News

September 13, 2022

Transforming financial inclusion and the future of finance using data analytics

Financial inclusion

By Luther Kington Nwobodo

A 2022 study analysing emerging economies states: “Data analytics enables financial institutions to analyse customer behaviours and preferences to personalise financial products,” citing Kenya’s M-Pesa mobile money platform reaching “millions of users within a short period” as a case study.

Data analytics is transforming the finance industry, providing institutions with essential tools to gain insights and make informed decisions. As the finance sector evolves, organisations face pressure to remain competitive. Data analytics offers a crucial advantage, enabling better, data-driven business decisions.

Data-driven finance is not just technology; it’s an evidence-based approach to decision-making and performance evaluation. Chief Financial Officers can expand their strategic roles and collaborate more effectively with chief executive officers and other leaders by embracing this approach.

Risk Management and Investment Decisions

The use of data analytics in risk management is increasingly important for financial institutions. By analysing historical data and identifying patterns, organisations can better predict and manage potential risks, assess loan applicant risk, detect fraud, and identify market concerns. Machine learning algorithms play a crucial role in identifying patterns and flagging high-risk activities due to the vast data available.

Data analytics also revolutionises investment decisions. Investors and portfolio managers gain insights to inform strategies by analysing market data and trends. Artificial intelligence allows managers to process data, identify patterns, and predict market movements, enabling them to spot opportunities, identify risks, and make informed decisions, thus helping institutions to better manage portfolios and generate higher returns.

Personalised Client Experience and Benefits

According to World Bank’s Global Findex 2021 Report “The 2021 edition, based on nationally representative surveys of about 128,000 adults in 123 economies, offers a lens into how people accessed and used financial services during the COVID-19 pandemic, when mobility restrictions drove increased demand for digital services”.

The report further reads that, 76% of the world’s adult population now has access to financial accounts, up from 51% in 2011, with developing economies reaching 71% account ownership

Financial institutions use data analytics to understand customer needs and preferences better, identify cross-selling opportunities, address dissatisfaction, and create personalised products and services. Providing better service to clients and consumers is critical.

Data-driven finance organisations achieve lean cost structures, committing more resources to value-adding services, automating manual processes with artificial intelligence, enhancing forecasting abilities, and increasing automation to improve productivity and adaptability. Organisations can focus on metrics that matter, prioritising high-value activities.

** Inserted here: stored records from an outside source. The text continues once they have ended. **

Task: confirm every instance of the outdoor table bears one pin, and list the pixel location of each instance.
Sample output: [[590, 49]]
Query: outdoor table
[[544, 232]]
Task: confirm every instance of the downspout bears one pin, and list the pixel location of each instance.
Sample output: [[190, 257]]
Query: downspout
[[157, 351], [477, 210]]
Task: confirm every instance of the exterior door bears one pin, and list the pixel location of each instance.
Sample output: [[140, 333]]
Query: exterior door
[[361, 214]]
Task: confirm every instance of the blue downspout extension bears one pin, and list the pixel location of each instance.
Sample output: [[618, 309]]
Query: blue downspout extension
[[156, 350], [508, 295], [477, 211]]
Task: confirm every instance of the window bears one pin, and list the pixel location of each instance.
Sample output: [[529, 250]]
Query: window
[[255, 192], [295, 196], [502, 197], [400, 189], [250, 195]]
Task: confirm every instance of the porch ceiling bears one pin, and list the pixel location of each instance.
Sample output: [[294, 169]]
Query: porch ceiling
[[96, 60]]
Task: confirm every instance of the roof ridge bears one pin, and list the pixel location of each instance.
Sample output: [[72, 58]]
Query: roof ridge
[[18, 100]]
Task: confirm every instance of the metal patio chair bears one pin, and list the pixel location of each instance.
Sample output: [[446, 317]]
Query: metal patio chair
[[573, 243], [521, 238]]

According to a 2021 Oracle report, “Money and Machines,” 87% of business leaders believed organisations that don’t rethink finance processes will face risks, including falling behind competitors (44%), stressed workers (36%), inaccurate reporting (36%), and reduced employee productivity (35%).

Financial Inclusion and Emerging Economies

Financial inclusion, defined as equal access to financial services, is critical for economic development in emerging economies. Barriers, such as geographical, socioeconomic, technological, and regulatory constraints, hinder widespread adoption. Data analytics emerges as a tool to overcome these barriers and enhance financial inclusion by identifying unbanked populations, improving credit scoring through alternative data, personalising financial products, enhancing financial literacy, and facilitating digital transactions.

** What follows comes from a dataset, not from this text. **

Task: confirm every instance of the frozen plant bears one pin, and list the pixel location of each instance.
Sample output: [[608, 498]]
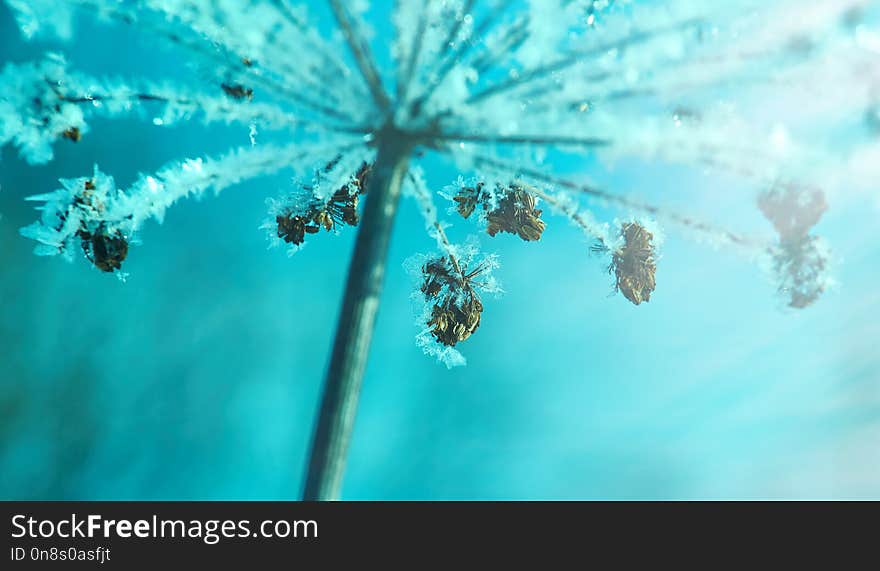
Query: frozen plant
[[509, 91]]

In Nigeria, fintechs analyse mobile airtime purchases, utility payments, and social media activity to assess risk. In 2021, Nigerian micro-lending platforms disbursed over ₦200 billion in loans using these metrics.

Kenya’s M-Pesa processed $314 billion in 2021 through a unified ecosystem. India’s Aadhaar system, which connected 1.3 billion users to a unified digital identification, offers a blueprint.

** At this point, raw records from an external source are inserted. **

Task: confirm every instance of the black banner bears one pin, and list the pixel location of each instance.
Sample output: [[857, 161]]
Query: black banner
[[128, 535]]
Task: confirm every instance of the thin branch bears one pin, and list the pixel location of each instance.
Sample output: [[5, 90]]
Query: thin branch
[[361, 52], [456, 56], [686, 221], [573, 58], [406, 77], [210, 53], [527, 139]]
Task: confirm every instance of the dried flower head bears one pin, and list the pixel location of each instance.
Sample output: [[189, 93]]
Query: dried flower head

While Nigeria’s 2021 Open Banking Guidelines marked progress, the crypto ban erased $1.2 billion in fintech value overnight. A cohesive implementation of application programming interface standards, regulatory sandbox models, and artificial intelligence-driven chatbots could halve financial exclusion by 2030.

Data-Driven Future

Looking ahead, the projection for data analytics in finance is overwhelmingly positive. As technology continues to advance and data becomes more accessible, the ability of financial institutions to leverage these tools for better decision-making, risk management, and customer service will only increase. 

Expect to see greater integration of machine learning, leading to more sophisticated predictive models and personalised financial solutions. Emerging economies stand to benefit significantly as data analytics drives financial inclusion and unlocks economic opportunities for previously underserved populations. The future of finance is undoubtedly data-driven, promising a more efficient, inclusive, and resilient global financial system.

Luther Kington Nwobodo, Team Lead Data Engineer with proven expertise in designing end-to-end data pipelines, migrating infrastructure to AWS, and optimising data systems for performance, cost, and compliance. Adept at leading scalable solutions, enhancing data integrity, and enabling actionable insights through advanced analytics and governance frameworks.